MACLab (Mobile Atmospheric Composition Laboratory) is a 12-ton, 37' diesel RV toyhauler, whose garage was converted for air chemistry analysis, including 4 gas chromatographs (SRI GC) on an independent air suspension rack, ultrapure air and hydrogen generators, 8.5 kw generator, 18-m pneumatic mast, greenhouse gas cavity ringdown spectrometer, high flow vacuum lines, meteorology station, 3D sonic anemometer, continuous video scene recording, and internal network allowing all MACLab computers to access all instruments/video streams. The habitation module supports to a 4-person team, allowing round-the-clock data collection without regards to proximity to hotels, restaurants, and bathrooms, allowing extended mobile air quality measurement.

MACLab gas chromatographs currently are configured to measure C2-C6+, alkanes, alkenes, alkynes, and BTEX on a ~20 min cycle, NOx, and other gases. Multiple gases and parameter measurements are used to de-convolve distinct sources. When stationary, the mast is raised to measure winds and to collect air above the near-surface layer, eliminating exhaust contamination. Efforts are underway to resolve issues in MACLab real-time wind data; during a transcontinental, 18,000+ km survey, summer 2013, MACLab paused every 1-3 hours to measure winds.

These platforms support the NASA HyspIRI and the joint NASA -ESE COMEX–CO2 Methane EXperiment campaigns, providing surface ground-reference data to validate remote-sensing derived GHG source strength through inversion modeling.
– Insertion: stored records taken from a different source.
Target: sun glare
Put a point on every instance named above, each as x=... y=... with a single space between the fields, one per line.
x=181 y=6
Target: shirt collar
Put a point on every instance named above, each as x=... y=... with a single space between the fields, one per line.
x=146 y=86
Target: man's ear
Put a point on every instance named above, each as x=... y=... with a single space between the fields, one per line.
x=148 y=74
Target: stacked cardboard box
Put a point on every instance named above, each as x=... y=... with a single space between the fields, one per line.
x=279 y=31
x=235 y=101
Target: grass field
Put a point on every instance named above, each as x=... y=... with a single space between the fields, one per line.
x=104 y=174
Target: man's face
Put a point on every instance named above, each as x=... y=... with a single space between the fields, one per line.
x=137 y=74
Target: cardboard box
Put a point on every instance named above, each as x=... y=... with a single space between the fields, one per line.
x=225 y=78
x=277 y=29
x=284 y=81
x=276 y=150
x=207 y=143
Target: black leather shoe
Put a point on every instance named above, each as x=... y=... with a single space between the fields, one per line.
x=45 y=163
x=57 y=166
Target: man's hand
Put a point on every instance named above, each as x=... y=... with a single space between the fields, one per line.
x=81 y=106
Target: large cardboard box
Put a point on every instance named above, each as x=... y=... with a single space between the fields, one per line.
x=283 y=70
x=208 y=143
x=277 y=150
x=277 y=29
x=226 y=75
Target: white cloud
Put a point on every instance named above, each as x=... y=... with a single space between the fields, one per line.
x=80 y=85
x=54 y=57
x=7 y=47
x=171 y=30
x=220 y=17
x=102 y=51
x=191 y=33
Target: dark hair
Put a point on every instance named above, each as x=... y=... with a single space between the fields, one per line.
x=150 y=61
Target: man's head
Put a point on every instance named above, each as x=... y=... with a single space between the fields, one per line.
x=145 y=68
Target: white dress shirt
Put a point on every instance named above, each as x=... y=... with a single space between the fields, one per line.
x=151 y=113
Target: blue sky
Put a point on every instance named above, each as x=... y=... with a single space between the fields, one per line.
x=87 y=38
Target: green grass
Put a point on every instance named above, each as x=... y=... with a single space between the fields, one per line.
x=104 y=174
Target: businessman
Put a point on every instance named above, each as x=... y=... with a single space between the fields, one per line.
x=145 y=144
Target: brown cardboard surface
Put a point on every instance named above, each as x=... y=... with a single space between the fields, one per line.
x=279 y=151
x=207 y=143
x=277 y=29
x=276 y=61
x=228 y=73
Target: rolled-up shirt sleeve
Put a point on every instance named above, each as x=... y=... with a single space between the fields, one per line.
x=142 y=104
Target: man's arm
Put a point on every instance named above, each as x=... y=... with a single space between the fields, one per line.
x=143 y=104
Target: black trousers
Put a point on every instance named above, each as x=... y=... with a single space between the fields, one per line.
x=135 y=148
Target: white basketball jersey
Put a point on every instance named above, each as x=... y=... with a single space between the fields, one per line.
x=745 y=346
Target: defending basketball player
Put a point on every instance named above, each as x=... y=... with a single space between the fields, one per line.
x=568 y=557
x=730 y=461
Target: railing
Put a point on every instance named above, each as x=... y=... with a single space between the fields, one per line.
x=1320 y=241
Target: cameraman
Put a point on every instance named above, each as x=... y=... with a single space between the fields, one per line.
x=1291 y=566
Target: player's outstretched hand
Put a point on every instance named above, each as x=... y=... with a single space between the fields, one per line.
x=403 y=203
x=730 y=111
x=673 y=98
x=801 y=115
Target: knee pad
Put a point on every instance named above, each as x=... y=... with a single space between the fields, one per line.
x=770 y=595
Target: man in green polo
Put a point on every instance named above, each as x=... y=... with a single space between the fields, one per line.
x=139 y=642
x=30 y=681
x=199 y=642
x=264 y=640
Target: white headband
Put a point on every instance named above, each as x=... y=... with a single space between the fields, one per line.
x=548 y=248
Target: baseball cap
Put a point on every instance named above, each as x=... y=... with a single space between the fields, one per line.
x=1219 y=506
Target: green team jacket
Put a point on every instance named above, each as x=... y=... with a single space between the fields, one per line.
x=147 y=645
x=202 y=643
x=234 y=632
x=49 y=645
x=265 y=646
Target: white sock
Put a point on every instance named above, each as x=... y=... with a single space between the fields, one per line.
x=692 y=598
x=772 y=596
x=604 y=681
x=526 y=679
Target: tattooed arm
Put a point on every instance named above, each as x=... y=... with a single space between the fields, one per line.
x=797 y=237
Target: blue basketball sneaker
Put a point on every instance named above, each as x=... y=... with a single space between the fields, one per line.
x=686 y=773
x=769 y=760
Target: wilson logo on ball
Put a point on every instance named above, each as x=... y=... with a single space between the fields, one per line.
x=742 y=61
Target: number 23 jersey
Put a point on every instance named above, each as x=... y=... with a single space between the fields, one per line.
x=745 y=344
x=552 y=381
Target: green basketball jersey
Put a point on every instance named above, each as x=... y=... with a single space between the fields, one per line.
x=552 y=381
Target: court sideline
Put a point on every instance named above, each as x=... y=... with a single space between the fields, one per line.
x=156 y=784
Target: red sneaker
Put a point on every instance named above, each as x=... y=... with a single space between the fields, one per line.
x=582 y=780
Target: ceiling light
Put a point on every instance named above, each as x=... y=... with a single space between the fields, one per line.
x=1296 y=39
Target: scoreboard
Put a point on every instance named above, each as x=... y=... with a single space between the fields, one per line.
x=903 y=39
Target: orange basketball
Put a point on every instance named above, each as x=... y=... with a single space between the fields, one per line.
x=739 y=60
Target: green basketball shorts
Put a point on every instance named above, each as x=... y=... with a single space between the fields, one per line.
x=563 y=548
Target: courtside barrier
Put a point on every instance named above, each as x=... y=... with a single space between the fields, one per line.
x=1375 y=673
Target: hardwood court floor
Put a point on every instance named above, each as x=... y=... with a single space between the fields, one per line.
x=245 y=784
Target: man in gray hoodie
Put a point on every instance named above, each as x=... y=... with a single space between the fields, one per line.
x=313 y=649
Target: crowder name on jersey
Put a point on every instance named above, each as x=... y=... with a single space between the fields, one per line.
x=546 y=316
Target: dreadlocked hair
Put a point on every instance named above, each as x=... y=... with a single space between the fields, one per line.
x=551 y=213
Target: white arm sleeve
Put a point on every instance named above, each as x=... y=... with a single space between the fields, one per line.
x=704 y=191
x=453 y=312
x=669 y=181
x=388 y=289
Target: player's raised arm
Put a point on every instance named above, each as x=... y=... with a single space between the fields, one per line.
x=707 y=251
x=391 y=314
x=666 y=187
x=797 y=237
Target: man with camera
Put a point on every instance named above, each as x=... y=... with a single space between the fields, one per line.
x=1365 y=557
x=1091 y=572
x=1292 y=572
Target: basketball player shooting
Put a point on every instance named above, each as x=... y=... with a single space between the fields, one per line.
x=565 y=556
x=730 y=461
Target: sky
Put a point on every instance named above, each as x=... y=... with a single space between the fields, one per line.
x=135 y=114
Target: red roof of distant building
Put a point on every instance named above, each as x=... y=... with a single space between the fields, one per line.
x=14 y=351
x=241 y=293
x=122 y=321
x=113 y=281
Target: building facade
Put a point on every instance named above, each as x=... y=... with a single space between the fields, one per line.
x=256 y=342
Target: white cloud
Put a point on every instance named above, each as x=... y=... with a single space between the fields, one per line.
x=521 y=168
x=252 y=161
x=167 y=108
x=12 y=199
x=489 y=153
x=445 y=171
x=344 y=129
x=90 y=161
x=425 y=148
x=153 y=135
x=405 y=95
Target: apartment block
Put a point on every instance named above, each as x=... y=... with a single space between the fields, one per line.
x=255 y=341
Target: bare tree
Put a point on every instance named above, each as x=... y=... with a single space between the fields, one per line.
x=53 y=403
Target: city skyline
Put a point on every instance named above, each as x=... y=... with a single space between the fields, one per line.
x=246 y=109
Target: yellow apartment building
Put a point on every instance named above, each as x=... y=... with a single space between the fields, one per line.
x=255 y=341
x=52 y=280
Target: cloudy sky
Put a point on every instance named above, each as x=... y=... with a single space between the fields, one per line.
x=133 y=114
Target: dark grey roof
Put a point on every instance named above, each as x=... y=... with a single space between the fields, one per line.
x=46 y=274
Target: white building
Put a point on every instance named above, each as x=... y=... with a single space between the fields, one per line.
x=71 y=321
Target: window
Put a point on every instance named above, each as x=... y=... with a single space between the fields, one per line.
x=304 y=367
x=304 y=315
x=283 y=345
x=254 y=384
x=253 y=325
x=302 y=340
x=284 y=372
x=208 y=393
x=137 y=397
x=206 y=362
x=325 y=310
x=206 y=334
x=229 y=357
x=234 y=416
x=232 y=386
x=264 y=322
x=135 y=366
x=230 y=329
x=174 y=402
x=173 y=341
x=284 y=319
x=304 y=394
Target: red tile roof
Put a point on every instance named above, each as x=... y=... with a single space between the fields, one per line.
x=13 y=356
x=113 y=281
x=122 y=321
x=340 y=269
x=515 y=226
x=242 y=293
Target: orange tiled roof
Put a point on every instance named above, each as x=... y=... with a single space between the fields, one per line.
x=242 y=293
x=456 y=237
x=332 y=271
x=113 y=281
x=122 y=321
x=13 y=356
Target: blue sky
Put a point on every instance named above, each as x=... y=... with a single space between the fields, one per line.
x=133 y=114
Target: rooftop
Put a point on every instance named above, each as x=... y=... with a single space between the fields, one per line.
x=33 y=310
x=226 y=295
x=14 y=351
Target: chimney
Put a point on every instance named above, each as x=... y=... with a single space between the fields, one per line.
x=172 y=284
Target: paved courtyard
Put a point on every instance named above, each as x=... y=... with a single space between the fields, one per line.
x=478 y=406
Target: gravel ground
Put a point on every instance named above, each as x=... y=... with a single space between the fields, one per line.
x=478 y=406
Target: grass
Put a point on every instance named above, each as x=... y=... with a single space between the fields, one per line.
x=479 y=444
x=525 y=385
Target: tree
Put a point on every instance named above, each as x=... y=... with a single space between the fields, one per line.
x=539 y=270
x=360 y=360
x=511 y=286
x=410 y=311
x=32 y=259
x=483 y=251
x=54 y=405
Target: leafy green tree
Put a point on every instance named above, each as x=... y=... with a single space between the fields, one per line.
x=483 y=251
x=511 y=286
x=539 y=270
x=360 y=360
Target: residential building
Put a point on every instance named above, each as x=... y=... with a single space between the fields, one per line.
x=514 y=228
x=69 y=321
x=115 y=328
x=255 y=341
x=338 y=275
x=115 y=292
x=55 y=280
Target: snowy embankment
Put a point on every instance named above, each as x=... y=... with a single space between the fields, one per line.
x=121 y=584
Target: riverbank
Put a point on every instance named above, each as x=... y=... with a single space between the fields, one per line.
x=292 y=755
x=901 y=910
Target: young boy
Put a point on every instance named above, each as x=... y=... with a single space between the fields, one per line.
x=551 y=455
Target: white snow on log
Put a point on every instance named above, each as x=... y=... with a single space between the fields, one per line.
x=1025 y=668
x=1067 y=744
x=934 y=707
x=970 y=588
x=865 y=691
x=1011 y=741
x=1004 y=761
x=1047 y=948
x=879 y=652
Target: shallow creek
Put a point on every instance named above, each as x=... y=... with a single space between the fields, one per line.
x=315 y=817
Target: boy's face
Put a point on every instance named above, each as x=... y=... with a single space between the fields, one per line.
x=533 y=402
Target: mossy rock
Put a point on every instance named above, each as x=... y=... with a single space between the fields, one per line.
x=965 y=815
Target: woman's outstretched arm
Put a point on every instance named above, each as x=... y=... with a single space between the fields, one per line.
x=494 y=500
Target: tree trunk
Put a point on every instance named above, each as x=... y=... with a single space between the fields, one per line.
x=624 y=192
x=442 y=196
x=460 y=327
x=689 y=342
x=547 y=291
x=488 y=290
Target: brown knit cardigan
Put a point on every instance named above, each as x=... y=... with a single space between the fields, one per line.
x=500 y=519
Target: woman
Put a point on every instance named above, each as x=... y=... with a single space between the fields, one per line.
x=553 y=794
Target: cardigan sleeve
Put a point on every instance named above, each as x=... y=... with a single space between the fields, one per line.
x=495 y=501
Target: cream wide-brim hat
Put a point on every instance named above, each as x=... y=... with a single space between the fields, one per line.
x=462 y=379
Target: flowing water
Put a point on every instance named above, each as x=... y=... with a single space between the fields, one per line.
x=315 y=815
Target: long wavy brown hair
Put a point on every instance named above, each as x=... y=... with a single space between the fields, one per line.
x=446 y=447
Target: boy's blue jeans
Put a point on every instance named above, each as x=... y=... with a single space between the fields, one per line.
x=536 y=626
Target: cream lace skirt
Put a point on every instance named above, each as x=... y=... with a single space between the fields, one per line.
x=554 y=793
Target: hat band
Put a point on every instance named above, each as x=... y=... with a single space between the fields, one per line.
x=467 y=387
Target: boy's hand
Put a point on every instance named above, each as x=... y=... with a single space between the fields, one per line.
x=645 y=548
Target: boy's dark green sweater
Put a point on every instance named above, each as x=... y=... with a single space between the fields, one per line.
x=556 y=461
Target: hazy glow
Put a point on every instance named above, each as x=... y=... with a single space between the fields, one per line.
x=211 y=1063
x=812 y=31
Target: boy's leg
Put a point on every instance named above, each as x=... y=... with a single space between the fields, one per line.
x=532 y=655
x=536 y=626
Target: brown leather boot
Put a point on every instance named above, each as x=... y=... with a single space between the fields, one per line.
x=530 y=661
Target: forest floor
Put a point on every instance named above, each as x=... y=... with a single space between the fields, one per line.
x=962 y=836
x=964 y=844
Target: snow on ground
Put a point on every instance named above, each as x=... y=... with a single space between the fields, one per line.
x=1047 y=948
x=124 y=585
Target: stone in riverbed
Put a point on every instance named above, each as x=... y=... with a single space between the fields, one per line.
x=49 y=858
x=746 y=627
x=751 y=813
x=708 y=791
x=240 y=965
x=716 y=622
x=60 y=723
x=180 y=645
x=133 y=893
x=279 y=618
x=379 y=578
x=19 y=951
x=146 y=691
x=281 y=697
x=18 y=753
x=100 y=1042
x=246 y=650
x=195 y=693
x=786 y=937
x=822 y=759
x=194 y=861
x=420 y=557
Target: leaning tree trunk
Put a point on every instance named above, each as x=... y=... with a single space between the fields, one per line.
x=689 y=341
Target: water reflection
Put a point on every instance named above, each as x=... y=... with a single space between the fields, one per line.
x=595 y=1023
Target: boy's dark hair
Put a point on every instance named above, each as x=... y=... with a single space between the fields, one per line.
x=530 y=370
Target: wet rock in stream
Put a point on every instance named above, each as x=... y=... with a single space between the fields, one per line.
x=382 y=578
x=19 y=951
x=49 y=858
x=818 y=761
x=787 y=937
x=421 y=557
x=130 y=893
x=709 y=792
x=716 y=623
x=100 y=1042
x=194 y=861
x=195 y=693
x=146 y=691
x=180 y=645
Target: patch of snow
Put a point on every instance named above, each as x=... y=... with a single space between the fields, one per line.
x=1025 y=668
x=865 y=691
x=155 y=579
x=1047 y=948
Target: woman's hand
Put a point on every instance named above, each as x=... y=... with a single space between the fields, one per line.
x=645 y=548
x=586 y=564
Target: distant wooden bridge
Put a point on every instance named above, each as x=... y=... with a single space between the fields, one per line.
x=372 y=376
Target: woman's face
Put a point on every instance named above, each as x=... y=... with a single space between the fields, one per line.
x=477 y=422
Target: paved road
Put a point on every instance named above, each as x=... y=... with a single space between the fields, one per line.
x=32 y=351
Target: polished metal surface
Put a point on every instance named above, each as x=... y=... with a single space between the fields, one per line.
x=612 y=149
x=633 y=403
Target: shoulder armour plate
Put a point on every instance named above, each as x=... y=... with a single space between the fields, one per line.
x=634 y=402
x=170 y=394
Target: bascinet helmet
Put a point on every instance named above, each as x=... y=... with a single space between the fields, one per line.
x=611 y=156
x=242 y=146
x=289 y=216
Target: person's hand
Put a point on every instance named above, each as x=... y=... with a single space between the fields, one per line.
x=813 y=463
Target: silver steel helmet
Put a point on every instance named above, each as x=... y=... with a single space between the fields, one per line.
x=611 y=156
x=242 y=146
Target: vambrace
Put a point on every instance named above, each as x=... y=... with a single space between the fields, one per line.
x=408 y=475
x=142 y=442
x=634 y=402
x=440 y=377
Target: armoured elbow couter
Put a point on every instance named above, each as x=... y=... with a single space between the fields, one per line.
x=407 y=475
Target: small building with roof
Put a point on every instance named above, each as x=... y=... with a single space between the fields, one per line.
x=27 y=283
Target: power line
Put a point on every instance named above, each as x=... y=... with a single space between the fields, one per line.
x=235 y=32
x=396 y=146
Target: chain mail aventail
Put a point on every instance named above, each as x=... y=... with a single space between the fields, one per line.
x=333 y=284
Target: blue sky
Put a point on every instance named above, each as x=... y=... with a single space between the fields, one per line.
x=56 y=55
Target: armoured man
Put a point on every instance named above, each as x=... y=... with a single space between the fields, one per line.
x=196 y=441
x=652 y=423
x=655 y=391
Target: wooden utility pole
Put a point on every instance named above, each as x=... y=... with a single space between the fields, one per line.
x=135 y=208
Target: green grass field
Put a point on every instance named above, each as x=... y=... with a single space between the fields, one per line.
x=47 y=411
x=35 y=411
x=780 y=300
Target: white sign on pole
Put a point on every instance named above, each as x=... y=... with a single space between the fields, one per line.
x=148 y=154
In the HyspIRI campaign, the AVIRIS, Airborne Visible Infrared Imaging Spectrometer - a HyperSpectral Imaging (HSI) sensor - will collect snapshot Short Wave InfraRed (SWIR) data on a range of important GHG sources in Southern California including natural geology (La Brea, Coal Oil Point), fossil fuel production (Bakersfield), and refining (El Segundo, Oakland), husbandry, and megacity. COMEX supports the NASAs HyspIRI and ESAs CarbonSAT satellite developments by collecting contemporaneous, comparatively high spectral resolution GHG remote sensing data (MAMAP, University of Bremen and GFZ) , contemporaneous Thermal InfraRed (TIR) HSI data (Mako, Aerospace Corp.), in situ airborne GHG and atmospheric characterization (Picarro, NASA Ames and CIRPAS aircraft instrument suite) with the Navy CIRPAS plane, and additional in situ GHG data from the NASA Ames Picarro aboard the AlphaJet.

The airborne COMEX and HyspIRI campaigns support future satellite missions, like CarbonSat (ESA) and HyspIRI (NASA) by extending remote sensing data to top of atmosphere. Specifically, MACLab continental-scale data is compared with satellite GHG data (GOSAT and SCIAMACHY-historical) to ground reference regional scale GHG trends for comparison with inventories, such as EDGAR.

Transcontinental 2013 data confirmed satellite (SCIAMACHY/GOSAT) and surface data from 2010 showing strong CH4 anomalies correlated with Fossil Fuel Industrial (FFI) activities. The new data also suggest that Great Plains satellite CH4 enhancements are related in part to local production rather than solely advection from the Gulf Coast.

Houston GHG data show the dominant CH4 and CO2 sources related to the extensive FFI facilities and activities near I-10. The Houston survey first investigated the source and vicinity, noting wind directions and speed during “wind data pauses.” Then, crosswind transects were taken (north-south) for several downwind distances. Given plume dimensions, the transect sequence took ~7 nocturnal hours to complete. Nocturnal measurements provide effective urban mobility (traffic) and decreased (road-biased) vehicular emissions compared to daytime surveys.

Surveys near and within refineries showed strong transient CH4 sources clearly related to specific refining structures. Spatial correlation between CH4 and CO2 were close but often offset, indicating distinct origins. Interestingly, the highest CH4 concentrations were not in the immediate vicinity of the refineries, but downwind in the vicinity of the city center during a north-south transect, where levels to 10 ppm were observed, higher than observed during 2010 Houston surveys. Inversion plume modeling (7) of transect data can then estimate source strengths.